It's an interesting discussion. With enough will and effort it should be possible to come up with some (ideally industry-wide) standard set of activities to run a phone through and measure how long it lasts until it powers itself off. I can't remember which site it is but there is someone/somewhere that does do that when reviewing phones to test their battery life - a well-defined mixture of video, browsing, email, messaging, playing games and probably other stuff I forgot and then looping through that repeatedly and measuring how long it is until a phone shuts itself off.
It would take effort because you'd have to precisely define that sequence in terms of web sites browsed (and you'd probably need to set up a dedicated in-house web server for the test so the results weren't skewed by how busy a public server was at any given time) and similar with the email and messaging, some automated test robot to play some defined game (or maybe a test game written specifically for the task if it was an industry wide standard), etc.
I'd say it's unlikely to happen but on a far simpler scale there is precedent, for instance in the sound insulation industry there is a standard test signal defined that is a well defined frequency/amplitude mix intended to simulate typical traffic noise. Again though that's an approximation because the mix of small cars, vans and heavy trucks going past your window might not be the exact traffic mix simulated by the industry-standard test signal.
In theory Apple giving the video numbers for every model does at least allows someone to compare between models and generations so, although admittedly not giving you much idea on it's own about how that's going to transfer to your real-world battery life, it does at least give some hints that if one phone is coming in at 20 hours and another at 30 then that second one has a pretty good chance of delivering the better real-world battery life.

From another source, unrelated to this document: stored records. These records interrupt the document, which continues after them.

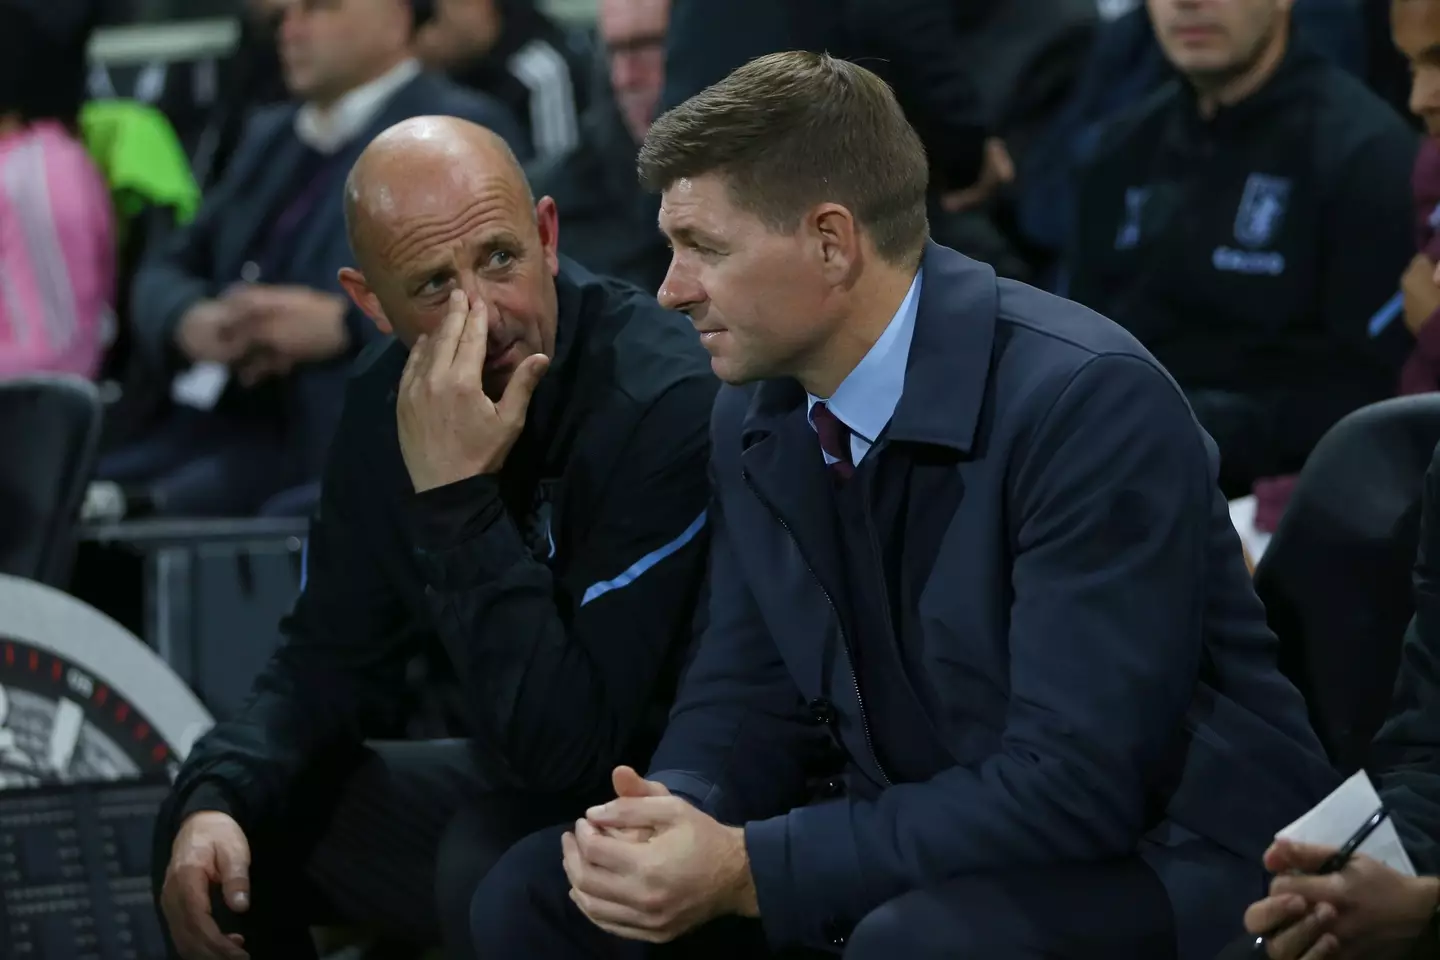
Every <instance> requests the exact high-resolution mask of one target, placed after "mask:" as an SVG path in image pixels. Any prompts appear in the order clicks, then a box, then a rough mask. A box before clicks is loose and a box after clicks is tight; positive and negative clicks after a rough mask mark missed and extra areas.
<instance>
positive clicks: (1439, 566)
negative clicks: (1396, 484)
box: [1371, 448, 1440, 874]
mask: <svg viewBox="0 0 1440 960" xmlns="http://www.w3.org/2000/svg"><path fill="white" fill-rule="evenodd" d="M1414 602H1416V616H1414V619H1413V620H1411V622H1410V629H1408V630H1407V632H1405V640H1404V646H1403V648H1401V656H1400V672H1398V674H1397V679H1395V695H1394V699H1392V701H1391V710H1390V718H1388V720H1387V721H1385V725H1384V727H1381V728H1380V733H1378V734H1377V735H1375V743H1374V746H1372V750H1371V759H1372V769H1374V770H1377V771H1378V774H1380V789H1381V794H1382V796H1384V797H1385V803H1387V805H1390V807H1391V810H1394V813H1395V825H1397V828H1398V829H1400V835H1401V838H1403V839H1404V842H1405V849H1407V851H1408V852H1410V858H1411V861H1414V864H1416V868H1417V869H1418V871H1420V872H1421V874H1440V448H1436V453H1434V458H1433V459H1431V461H1430V469H1428V471H1427V472H1426V491H1424V512H1423V515H1421V521H1420V550H1418V553H1417V556H1416V569H1414Z"/></svg>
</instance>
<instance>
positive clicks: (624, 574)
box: [413, 377, 716, 792]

In general I look at the percentages and if I see Apple claiming a 10% (one year it was over 30%!) increase in video playback time my initial expectation is that I will see that sort of percentage in my real life use and on getting a new phone I keep an eye on how it does perform to see if that expectation is met and if it's not I scale it back for the next time. (It's always been a scale-back, I don't think I've ever got a real-world increase that exceeded Apple's increase in the video playback metric.)

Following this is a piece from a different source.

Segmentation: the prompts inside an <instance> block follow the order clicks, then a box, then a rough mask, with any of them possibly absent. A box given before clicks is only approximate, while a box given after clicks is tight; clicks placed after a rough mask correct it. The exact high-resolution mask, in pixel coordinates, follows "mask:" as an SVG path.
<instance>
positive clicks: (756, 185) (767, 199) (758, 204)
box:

I suppose it should also be said that perhaps even a simple "how long will it play video?" test is only useful, even as a model-to-model comparison, if we trust the tester to keep the conditions the same. It must be exactly the same video used every time across all the tests, presumably played in a loop long enough to expire any cached video data. If the compression algorithm was changed that would invalidate any comparison and even if the video content was changed that could change the results if more or less fast wide-area movement in one video vs its predecessor resulted in changes in the sizes of the intermediate delta frames that are part of many (most?) compression algorithms.